Suddenly Dobroserdov’s younger brother appears. The older brother becomes even more desperate because the younger brother has witnessed his shame. But things take an unexpected turn. It turns out that their uncle died and left his estate to his elder brother, forgiving all his sins. The younger Dobroserdov is ready to immediately pay debts to creditors and pay for the work of clerks from the magistrate. One thing upsets Dobroserdov Sr. - the absence of his beloved Cleopatra. But she's here. It turns out that Stepanida deceived the princess and took the girl not to the monastery, but to the village to her lover’s uncle. On the way they met their younger brother and told him everything. Zloradov tried to get out of the current situation, but, failing, he began to threaten Dobroserdov. However, creditors who have lost future interest from the debtor who has become rich present Zloradov’s bills of exchange to the clerks. The princess repents of her actions. Stepanida and Vasily receive their freedom, but intend to continue serving their masters. Vasily also makes a speech about how all girls should be like Cleopatra in good behavior, “outdated coquettes” would give up affectation, like the princess, and “God does not leave villainy without punishment.”

The comedy begins with a very strange prologue. It gives three reasons why writers get creative. These include: the thirst for fame, money, and the third reason is the desire to satisfy base needs. The author himself wants to benefit the reader and thanks the actors playing in his play. One Moscow princess is in love with one of the Dobroserdov brothers. His servant reflects on the life of his master, who lives in fear of prison.

Dokukin comes to collect his debt. Dobroserdov assures that by marrying the princess, he will repay the entire debt. Vasily convinces Dokukin not to tell anyone about the owner’s plight. The princess's maid noticed the leaving guest and asked Vasily about him. He tells her everything. Having accumulated debts, Dobroserdov quarreled with his uncle, and reconciliation is possible only on the condition that he marries a decent girl, such as Cleopatra, the princess’s niece. Vasily convinces the maid that Dobroserdov should flee with Cleopatra. Dobroserdov also asks Stepanid to help. Vasily goes to Zloradov to borrow money from him to escape.

Stepanida offers to write a letter about her feelings to Cleopatra. Dobroserdov leaves, and the maid comes to the conclusion that she herself is in love with Vasily. The princess scolds the maid, but she makes excuses. Dobroserdov appeared unnoticed and handed the letter to Stepanida. Later, she appears with bad news: her aunt wants to marry Cleopatra to the breeder Srebrolyubov. Vasily, who returned, tells how Zloradov himself persuaded Dokukin to demand the debt, telling him that he wanted to leave the city. Not believing this, Dobroserdov himself talks to Zloradov and he allegedly promises to give three hundred rubles. Stepanida tells Dobroserdov that Cleopatra finally read the letter, and it turned out that their feelings are mutual.
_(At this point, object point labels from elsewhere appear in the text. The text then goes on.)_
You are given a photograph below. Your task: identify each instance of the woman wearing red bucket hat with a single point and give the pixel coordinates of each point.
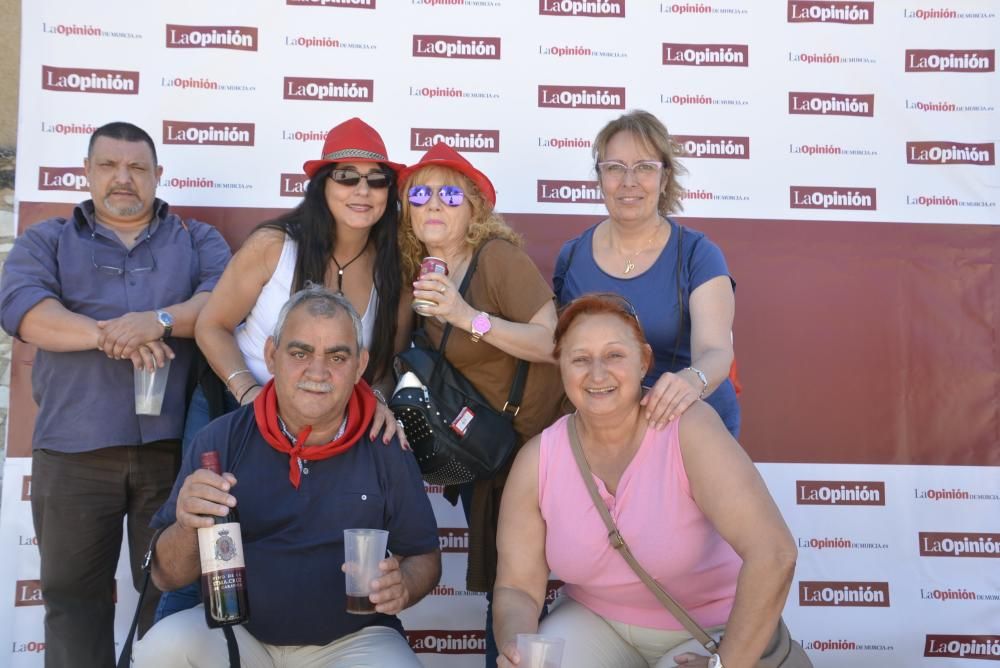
(343, 235)
(507, 313)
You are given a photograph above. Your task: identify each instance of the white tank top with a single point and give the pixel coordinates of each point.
(253, 332)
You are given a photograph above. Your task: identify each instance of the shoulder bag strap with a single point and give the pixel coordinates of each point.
(513, 404)
(125, 659)
(618, 542)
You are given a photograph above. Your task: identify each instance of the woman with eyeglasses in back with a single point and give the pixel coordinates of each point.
(342, 235)
(507, 314)
(676, 277)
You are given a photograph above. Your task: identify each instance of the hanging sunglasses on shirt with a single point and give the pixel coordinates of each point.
(449, 195)
(351, 177)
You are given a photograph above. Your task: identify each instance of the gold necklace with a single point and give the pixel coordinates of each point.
(629, 265)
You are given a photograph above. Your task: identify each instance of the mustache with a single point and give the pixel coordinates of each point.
(118, 187)
(314, 387)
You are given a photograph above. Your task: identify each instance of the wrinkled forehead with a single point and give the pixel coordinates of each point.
(629, 141)
(437, 176)
(121, 150)
(331, 328)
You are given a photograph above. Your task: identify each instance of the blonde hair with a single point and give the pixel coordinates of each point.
(485, 223)
(649, 131)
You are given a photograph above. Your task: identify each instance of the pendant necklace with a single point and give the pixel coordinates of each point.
(341, 268)
(629, 265)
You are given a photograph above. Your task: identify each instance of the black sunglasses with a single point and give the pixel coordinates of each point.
(352, 177)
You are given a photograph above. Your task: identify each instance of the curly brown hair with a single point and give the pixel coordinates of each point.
(485, 223)
(652, 133)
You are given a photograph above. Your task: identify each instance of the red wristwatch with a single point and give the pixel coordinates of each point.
(481, 324)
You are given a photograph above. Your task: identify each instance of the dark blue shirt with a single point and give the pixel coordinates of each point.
(654, 295)
(85, 400)
(293, 539)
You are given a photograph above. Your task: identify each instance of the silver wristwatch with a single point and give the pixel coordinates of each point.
(704, 387)
(167, 321)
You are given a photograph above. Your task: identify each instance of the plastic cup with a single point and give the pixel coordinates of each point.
(539, 651)
(363, 550)
(150, 385)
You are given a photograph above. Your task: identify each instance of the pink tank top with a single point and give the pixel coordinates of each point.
(654, 511)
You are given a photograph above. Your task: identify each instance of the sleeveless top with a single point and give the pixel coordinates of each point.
(654, 295)
(259, 324)
(654, 510)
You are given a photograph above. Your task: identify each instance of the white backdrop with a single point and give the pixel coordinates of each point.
(816, 110)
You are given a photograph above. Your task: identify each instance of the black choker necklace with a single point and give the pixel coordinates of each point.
(341, 268)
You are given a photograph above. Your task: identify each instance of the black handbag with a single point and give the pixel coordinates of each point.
(455, 434)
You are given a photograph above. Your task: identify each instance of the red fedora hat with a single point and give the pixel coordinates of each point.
(352, 141)
(442, 155)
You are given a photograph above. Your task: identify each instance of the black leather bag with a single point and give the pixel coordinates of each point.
(455, 434)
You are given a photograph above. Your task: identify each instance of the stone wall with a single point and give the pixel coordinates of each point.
(10, 48)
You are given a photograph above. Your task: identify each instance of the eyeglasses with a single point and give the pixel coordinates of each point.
(645, 170)
(351, 177)
(449, 195)
(118, 271)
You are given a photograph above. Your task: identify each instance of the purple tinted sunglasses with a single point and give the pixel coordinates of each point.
(449, 195)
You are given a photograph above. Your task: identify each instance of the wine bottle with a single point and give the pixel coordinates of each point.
(223, 570)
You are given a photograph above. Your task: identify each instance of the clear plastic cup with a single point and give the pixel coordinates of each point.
(150, 385)
(363, 550)
(538, 651)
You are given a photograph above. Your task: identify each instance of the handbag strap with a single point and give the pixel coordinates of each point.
(618, 542)
(125, 659)
(513, 404)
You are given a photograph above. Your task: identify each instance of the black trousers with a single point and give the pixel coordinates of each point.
(78, 503)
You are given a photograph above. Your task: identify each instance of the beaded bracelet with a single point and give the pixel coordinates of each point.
(247, 391)
(234, 374)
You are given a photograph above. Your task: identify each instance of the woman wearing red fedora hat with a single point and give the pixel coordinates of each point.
(508, 313)
(343, 235)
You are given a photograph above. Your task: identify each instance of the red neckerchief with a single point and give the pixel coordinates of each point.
(360, 410)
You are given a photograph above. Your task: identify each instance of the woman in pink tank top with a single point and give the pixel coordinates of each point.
(687, 500)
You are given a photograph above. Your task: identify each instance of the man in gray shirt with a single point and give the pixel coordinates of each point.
(116, 285)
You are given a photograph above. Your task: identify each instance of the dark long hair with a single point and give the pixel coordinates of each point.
(312, 226)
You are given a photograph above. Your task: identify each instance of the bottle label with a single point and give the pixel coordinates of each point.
(221, 547)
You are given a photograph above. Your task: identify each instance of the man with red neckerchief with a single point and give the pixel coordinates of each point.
(306, 471)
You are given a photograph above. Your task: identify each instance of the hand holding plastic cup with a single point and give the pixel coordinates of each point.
(150, 385)
(538, 651)
(363, 550)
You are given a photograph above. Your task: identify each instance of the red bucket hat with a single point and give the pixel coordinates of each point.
(442, 155)
(352, 141)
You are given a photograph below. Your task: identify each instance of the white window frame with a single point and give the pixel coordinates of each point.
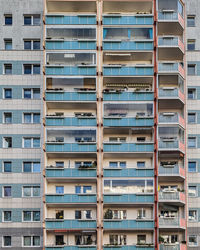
(31, 216)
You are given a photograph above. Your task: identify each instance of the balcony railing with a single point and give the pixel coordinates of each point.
(128, 147)
(130, 247)
(128, 172)
(70, 147)
(128, 122)
(129, 45)
(70, 121)
(171, 171)
(70, 172)
(78, 19)
(171, 196)
(70, 45)
(70, 224)
(69, 247)
(128, 224)
(82, 70)
(127, 20)
(128, 198)
(70, 198)
(119, 70)
(129, 96)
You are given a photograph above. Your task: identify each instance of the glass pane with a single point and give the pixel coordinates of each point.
(36, 142)
(27, 93)
(36, 118)
(27, 20)
(36, 215)
(27, 118)
(27, 240)
(27, 215)
(27, 191)
(36, 191)
(36, 167)
(27, 167)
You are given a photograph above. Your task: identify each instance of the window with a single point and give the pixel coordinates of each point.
(191, 94)
(192, 240)
(31, 191)
(59, 189)
(191, 142)
(190, 44)
(141, 239)
(7, 142)
(192, 215)
(190, 21)
(7, 191)
(31, 117)
(191, 69)
(32, 44)
(8, 118)
(31, 69)
(32, 93)
(7, 93)
(33, 167)
(7, 69)
(32, 20)
(8, 19)
(192, 166)
(7, 216)
(31, 215)
(8, 44)
(191, 117)
(192, 191)
(31, 142)
(7, 167)
(7, 241)
(31, 241)
(141, 164)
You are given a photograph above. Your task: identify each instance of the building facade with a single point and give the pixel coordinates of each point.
(93, 124)
(21, 58)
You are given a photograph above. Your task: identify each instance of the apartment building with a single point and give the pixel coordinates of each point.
(193, 111)
(21, 79)
(114, 125)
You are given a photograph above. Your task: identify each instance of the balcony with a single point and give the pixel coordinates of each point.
(128, 172)
(130, 247)
(71, 247)
(70, 198)
(128, 147)
(171, 171)
(81, 70)
(114, 19)
(128, 198)
(54, 172)
(128, 224)
(70, 121)
(172, 197)
(128, 96)
(51, 224)
(129, 45)
(60, 44)
(70, 20)
(56, 95)
(170, 145)
(171, 246)
(171, 93)
(171, 118)
(70, 147)
(120, 70)
(171, 68)
(173, 222)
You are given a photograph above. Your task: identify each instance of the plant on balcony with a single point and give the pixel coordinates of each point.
(108, 214)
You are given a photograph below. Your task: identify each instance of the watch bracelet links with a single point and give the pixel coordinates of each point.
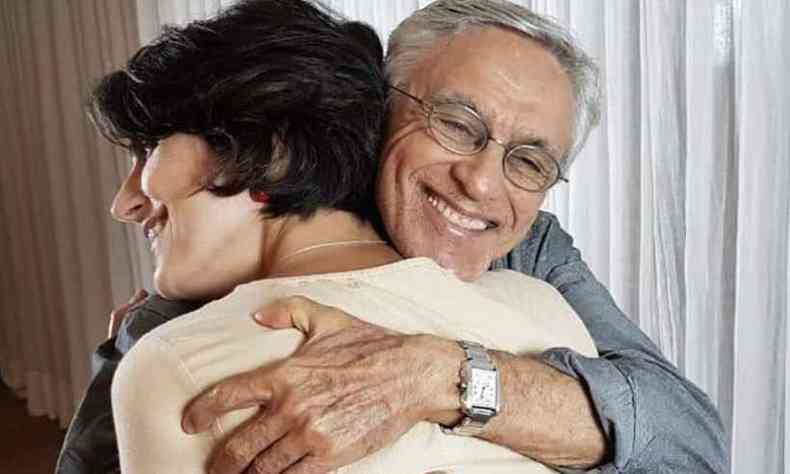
(477, 355)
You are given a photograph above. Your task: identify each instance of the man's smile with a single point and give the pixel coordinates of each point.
(455, 216)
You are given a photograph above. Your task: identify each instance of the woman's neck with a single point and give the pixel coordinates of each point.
(328, 242)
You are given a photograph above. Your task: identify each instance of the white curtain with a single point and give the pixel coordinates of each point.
(680, 202)
(62, 259)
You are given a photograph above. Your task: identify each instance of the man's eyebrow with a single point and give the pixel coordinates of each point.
(538, 141)
(527, 137)
(457, 98)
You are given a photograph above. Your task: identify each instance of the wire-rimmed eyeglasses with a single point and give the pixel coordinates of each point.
(459, 129)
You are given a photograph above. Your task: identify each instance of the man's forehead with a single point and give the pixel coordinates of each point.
(503, 76)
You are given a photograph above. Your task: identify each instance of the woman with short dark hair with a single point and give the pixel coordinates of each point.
(256, 140)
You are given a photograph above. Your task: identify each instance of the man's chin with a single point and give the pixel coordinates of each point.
(463, 269)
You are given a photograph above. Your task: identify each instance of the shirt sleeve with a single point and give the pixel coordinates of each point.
(89, 446)
(654, 418)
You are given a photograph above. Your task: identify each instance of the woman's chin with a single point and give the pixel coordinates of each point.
(186, 289)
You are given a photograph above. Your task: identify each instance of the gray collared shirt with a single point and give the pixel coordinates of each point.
(656, 421)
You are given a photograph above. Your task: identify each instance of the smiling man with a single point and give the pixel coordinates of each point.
(490, 104)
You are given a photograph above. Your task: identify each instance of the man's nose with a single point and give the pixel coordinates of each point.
(131, 205)
(481, 175)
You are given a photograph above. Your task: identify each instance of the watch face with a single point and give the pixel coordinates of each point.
(482, 389)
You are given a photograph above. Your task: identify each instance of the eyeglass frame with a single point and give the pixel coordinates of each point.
(429, 108)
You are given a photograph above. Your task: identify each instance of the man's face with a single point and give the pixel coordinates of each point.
(461, 210)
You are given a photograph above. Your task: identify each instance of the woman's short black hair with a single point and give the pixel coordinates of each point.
(289, 95)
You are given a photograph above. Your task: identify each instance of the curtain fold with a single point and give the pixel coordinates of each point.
(64, 261)
(680, 202)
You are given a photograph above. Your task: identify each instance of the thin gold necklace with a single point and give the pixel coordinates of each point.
(341, 243)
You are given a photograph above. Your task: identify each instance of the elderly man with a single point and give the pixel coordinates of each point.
(480, 90)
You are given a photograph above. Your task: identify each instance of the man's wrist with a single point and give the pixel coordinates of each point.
(439, 400)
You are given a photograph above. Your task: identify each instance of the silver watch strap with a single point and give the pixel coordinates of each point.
(473, 423)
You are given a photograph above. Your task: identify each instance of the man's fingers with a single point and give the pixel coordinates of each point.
(308, 465)
(233, 455)
(284, 453)
(304, 314)
(239, 391)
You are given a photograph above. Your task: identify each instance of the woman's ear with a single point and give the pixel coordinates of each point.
(259, 196)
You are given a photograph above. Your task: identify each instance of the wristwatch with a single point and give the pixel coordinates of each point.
(480, 390)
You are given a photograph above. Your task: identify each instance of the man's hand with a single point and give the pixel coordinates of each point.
(349, 390)
(119, 313)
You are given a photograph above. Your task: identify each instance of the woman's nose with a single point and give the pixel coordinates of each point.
(131, 205)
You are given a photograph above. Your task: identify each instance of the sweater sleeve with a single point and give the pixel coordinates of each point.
(655, 419)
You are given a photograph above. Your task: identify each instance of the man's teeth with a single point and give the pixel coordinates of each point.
(458, 219)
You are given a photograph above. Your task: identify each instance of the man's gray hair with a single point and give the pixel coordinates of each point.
(418, 34)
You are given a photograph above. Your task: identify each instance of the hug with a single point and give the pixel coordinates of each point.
(414, 310)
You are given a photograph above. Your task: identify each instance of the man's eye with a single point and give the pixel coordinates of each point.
(457, 128)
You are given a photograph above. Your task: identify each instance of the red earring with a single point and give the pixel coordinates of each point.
(259, 196)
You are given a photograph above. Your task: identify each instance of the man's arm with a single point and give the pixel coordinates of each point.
(654, 418)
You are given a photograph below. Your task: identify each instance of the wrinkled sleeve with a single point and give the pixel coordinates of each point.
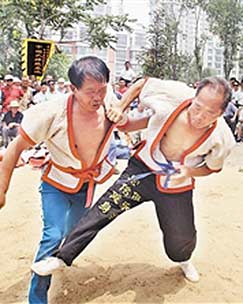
(220, 150)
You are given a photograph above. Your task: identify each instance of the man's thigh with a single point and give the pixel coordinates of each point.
(175, 214)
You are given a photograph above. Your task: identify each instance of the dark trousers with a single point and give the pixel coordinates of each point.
(174, 211)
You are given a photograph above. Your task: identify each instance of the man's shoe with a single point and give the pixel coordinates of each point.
(189, 271)
(47, 266)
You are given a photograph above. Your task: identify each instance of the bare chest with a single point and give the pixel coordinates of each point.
(88, 135)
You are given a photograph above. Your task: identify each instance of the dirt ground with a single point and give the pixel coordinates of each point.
(126, 263)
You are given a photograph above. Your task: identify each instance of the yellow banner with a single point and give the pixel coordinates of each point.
(36, 55)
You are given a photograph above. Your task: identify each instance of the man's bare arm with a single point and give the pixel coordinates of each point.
(115, 112)
(8, 163)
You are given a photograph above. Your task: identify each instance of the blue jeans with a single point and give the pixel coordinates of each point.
(61, 212)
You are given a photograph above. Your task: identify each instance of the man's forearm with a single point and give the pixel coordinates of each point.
(131, 94)
(9, 161)
(200, 171)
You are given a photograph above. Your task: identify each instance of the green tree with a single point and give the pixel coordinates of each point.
(162, 58)
(198, 7)
(225, 19)
(58, 65)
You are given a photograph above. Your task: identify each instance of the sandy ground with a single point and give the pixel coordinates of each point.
(126, 263)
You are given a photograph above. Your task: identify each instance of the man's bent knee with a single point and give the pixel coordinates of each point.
(179, 250)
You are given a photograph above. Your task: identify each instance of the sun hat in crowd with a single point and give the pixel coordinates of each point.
(8, 77)
(61, 80)
(14, 104)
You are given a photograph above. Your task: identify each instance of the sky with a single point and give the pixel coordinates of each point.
(136, 9)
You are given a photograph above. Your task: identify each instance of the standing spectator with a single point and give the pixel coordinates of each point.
(28, 94)
(122, 86)
(235, 93)
(11, 122)
(128, 73)
(61, 86)
(229, 115)
(10, 92)
(53, 93)
(42, 96)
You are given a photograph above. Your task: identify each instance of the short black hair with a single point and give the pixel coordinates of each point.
(89, 66)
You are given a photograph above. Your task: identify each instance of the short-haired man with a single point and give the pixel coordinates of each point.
(11, 122)
(184, 140)
(78, 135)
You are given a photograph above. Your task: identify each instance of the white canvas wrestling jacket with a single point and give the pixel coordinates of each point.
(165, 98)
(51, 122)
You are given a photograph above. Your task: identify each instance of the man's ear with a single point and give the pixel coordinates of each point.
(73, 88)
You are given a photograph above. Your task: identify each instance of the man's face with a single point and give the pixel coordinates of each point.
(14, 110)
(91, 95)
(205, 108)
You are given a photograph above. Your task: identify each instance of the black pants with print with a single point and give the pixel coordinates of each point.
(174, 212)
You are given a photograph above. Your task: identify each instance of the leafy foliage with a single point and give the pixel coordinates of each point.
(162, 58)
(226, 20)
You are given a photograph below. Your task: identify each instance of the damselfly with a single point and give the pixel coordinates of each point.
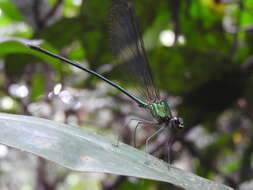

Panfil, the servant of the second brother Dobroserdov, brings another letter. The uncle is ready to forgive him, but the neighbors slandered the young man, and the uncle demands an immediate arrival with the girl for an explanation. Having learned about his imminent departure, creditors began to visit Dobronravov often. Zloradov wants to frame Dobroserdov in front of the princess and take all the money for himself. Cleopatra arrives with a maid and an explanation takes place. At this moment the princess appears. The maid, not at a loss, lays out all the plans of the lovers and offers to take the girl to the monastery. Zloradov reveals his true face to Dobrserdov.

The solution was found unexpectedly. The brothers' uncle died and left all his savings to his elder brother. Another good news: Stepanida hid Cleopatra with her uncle in the village. The princess repented, and Stepanida and Vasily are free.